A performance metrics dashboard for continuous context recognition systems
We've been investigating systems for automated recognition of places, visits, paths, and activities from mobile sensor data, and have developed these tools to help evaluate the feasibility and quality of various approaches. This project provides a framework for: 1) defining ground truth data from labeled streams of sensor data, 2) interfacing with context recognizer(s), and 3) scoring and visualizing recognizer performance based on [1].
This section describes a simplified development lifecycle for continuous context recognition systems and explains how this framework fits in. For our purposes, continuous context recognition systems infer/predict the context of a user and/or device, from periodic samples of raw sensor data. A context recognizer outputs/updates labeled time intervals that encode the prediction/esitimation of the context over the time interval, for example: HOME, WORK, RUNNING, WALKING, BIKING, DRIVING.
-
Ground truth collection - To help drive the development, we start with the collection of ground truth corpora consisting of raw data files (typically collected from sensors carried or worn by a subject) and ground truth labels provided by researchers, subjects, click workers, or other observers, over intervals of the data. The labels provide the truth about what the user (or device) was doing during the labeled interval, and are essential for the development and evaluation of systems for classification, detection, or recognition.
-
Recognizer development - Now that we have some raw data and ground truth, we begin developing our recognition system. Here, we mainly focus on binary classification, and try to build and test various recognizers that can infer the context of the user from some raw data streams. We implement the abstract recognizer interface that allows user-defined classifiers to be plugged in to the test framework.
-
Evaluation - Once we have candidate recognizers ready for testing, we feed raw data from ground truth cases to specified recognizers (implementing the recognizer interface) and analyze the returned results. The recognizer results are compared with the ground truth labels, detailed performance metrics are computed, test results are logged, and visualizations are rendered for inspection.
-
Iteration - Based on the performance results, we may return to step 2 and tweak parameters, modify code, try something new, etc. Alternatively, we can return to step 1 to gather more labeled data and refine or scale up the testing. Once we are satisfied with the results over a diverse set of test cases, we begin to productize.
- python 2.7
- iso8601.py $ pip install iso8601
The command line interface and scoring rules are implemented in python 2.7. The visualizations are made with javascript, jQuery, and d3.js. iso8601.py is used for date parsing in python
Raw data files contain timestamped sensor and/or behavioral data logged (continuously or periodically) from one or more devices associated with a test subject. We often use mobile phone sensors like WLAN, GSM, GPS, magnetometer, Bluetooth, ambient light, microphone, etc, but may also include data from other sensors in the environment or worn on the body, or from external data sources. Raw data records are encoded in an application specific manner and thus should only be passed to recognizers that understand the format.

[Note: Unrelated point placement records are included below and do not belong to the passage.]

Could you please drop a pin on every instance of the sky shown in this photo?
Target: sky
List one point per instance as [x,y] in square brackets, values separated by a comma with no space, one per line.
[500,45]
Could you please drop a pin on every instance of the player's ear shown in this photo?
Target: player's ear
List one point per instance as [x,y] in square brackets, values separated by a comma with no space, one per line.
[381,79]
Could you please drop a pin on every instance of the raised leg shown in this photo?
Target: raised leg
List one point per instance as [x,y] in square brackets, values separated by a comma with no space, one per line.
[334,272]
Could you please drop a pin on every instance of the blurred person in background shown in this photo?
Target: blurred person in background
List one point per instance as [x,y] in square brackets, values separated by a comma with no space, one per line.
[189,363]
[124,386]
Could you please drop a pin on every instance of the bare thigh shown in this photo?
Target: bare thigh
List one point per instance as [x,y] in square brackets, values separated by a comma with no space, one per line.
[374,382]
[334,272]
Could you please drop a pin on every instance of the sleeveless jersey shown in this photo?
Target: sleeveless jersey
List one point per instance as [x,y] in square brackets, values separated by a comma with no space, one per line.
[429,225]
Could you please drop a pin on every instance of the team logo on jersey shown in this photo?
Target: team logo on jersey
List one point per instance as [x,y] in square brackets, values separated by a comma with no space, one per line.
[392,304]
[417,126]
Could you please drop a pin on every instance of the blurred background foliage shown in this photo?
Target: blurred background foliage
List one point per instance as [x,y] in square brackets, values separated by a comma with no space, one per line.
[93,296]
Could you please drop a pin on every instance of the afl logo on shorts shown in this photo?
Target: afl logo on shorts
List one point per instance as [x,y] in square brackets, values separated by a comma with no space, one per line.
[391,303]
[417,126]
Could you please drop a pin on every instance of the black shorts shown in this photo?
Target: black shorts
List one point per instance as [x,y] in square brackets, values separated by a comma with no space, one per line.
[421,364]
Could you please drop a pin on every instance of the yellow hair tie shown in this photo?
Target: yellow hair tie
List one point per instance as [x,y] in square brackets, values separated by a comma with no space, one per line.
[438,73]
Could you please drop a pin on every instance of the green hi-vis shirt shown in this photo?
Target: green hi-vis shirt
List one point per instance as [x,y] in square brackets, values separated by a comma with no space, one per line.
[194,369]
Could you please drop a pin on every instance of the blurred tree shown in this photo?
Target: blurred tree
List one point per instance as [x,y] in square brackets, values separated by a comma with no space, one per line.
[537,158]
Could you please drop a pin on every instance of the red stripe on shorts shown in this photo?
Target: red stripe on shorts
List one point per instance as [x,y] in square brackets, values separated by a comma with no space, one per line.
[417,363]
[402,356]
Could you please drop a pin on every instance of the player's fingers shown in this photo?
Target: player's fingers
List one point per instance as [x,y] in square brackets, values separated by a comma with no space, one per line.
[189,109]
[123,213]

Ground truth files encode labels containing the precise start and end times of specific activities performed by the user during the raw data collection. The ground truth label files are encoded in json and have the following form:
{
"data_path": "test/20120516_device123/*.gz",
"description": "Activity recognition data collection with subject DR on morning of 5/16/2012",
"device": "Nokia C7-00",
"hw": "353755043225509",
"labels": [
{
"body_position": "RIGHT_FRONT_POCKET",
"label": "STANDING",
"t1": "2012-05-16T09:00:00-08:00",
"t2": "2012-05-16T09:00:30-08:00"
},
{
"body_position": "RIGHT_FRONT_POCKET",
"label": "WALKING",
"t1": "2012-05-16T09:00:30-08:00",
"t2": "2012-05-16T09:02:30-08:00"
},
{
"body_position": "RIGHT_FRONT_POCKET",
"label": "STANDING",
"t1": "2012-05-16T09:02:30-08:00",
"t2": "2012-05-16T09:03:00-08:00"
},
{
"body_position": "RIGHT_FRONT_POCKET",
"label": "WALKING",
"t1": "2012-05-16T09:05:00-08:00",
"t2": "2012-05-16T09:15:00-08:00"
},
{
"body_position": "RIGHT_HAND",
"label": "STANDING",
"t1": "2012-05-16T09:15:00-08:00",
"t2": "2012-05-16T09:15:30-08:00"
},
{
"body_position": "RIGHT_BACK_POCKET",
"label": "RUNNING",
"t1": "2012-05-16T09:15:30-08:00",
"t2": "2012-05-16T09:18:30-08:00"
},
{
"body_position": "RIGHT_HAND",
"label": "STANDING",
"t1": "2012-05-16T09:18:30-08:00",
"t2": "2012-05-16T09:20:00-08:00"
}
],
"subject": {
"bday": "08/22/1975",
"gender": "male",
"handedness": "RIGHT",
"height": "183cm",
"id": "DR",
"weight": "165lbs"
},
"sw": "qt-hubris-client-v0.0.3",
"t1": "2012-05-16T09:00:00-08:00",
"t2": "2012-05-16T09:20:00-08:00"
}The following table describes the various fields of ground truth items:
data_path- glob expression specifying raw data files for this casedescription- description of test case (optional)sw- client software identifiert1- earliest t1 of data record, label, or detectedt2- latest t2 for data record, label, or detectedhw- device hardware identifierdevice- device model (optional)subject- information about the human subject (optional)labels- list of labeled intervals over the raw data. Each item in the list contains:t1- isotime timestamp of label startt2- isotime timestamp of label endlabel- A string constant that labels the context. See list of pre-defined labelsbody_position- String constant identifying the where the device was carried on the body (optional)data- label-specific data (optional)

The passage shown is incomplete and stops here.